Wednesday, July 24, 2013

China’s mother bank spoils her children rotten


Children in kindergarten always expect plenty of candy.

The teacher thinks it’s a better idea to distribute the candy directly herself, but some enterprising kids trade candies among themselves. Some children have a theory that when they run out of candy, the kindergarten will dole out more. So when their stockpile begins to run out they sit in the front row, with open hands.

This is a fable for the financial market, and is what Zhang Xiaohui, director-general of the Bureau of Monetary Policy at the People’s Bank of China (PBOC), told commercial bankers in a meeting on 21 June. She pointed out that the financial market deludes itself into thinking there is unlimited cheap money and criticised commercial banks for having more interest in borrowing and lending with each other than in serving the real economy. Some commercial banks believe that, with the slowdown of economic growth, there will be a new round of stimulus policy, so they have tried to move faster than their competitors by expanding credit as quickly as possible. But Zhang warned the overstretched lenders to stop their bad habits immediately.

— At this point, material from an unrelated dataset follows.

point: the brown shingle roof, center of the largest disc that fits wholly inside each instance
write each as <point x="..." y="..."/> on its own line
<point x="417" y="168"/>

Zhang’s speech was made right after the panic in the Chinese inter-bank market on 20 June. There had been less liquidity in the market since mid-May, but the financial market didn’t worry. They believed the central bank would bail them out. After all, it has happened before. Whenever the financial market gets tired and hungry, ‘Mother Central Bank’, as the PBOC has come to be known, is there to offer some nourishment. But times are changing. All of a sudden the loving mother was telling her kids they had to fend for themselves. Even when liquidity was sucked out of the market and short-term interbank rates were pushed to record highs, with banks charging each other 25 per cent for overnight money, the central bank refused to lend a hand.

I have some sympathy for the PBOC. China’s financial institutions have been spoiled. After the global financial crisis, in order to save China from an economic crisis, state-owned enterprises and local governments were encouraged to borrow as much money as they wanted and squander it on real estate or reckless infrastructure projects. Now, the party is over.

But how strong can the central bank be? On 24 June, four days after the interest rate hike, the Shanghai Composite Index suffered its worst one-day percentage loss in nearly four years, plunging 5.3 per cent, while the Shenzhen Composite Index dived 6.1 per cent. The central bank quietly changed its tune and injected liquidity. Ha, what a familiar story: this time I will forgive you, and next time I will not.

This is more a lesson for the mother, not her children. First, Mother Central Bank did the right thing at the wrong time. It should have paid more attention earlier to the rapid expansion of China’s shadow banking system — which deals in off-the-books wealth-management products and trust products — and to mounting local government debt. Now, as the growth rate keeps falling, the central bank has less and less room to manoeuvre. If it further tightens monetary policy the real economy will become the real victim, because high interest rates encourage risk-taking speculation and the manufacturing sector would be squeezed out.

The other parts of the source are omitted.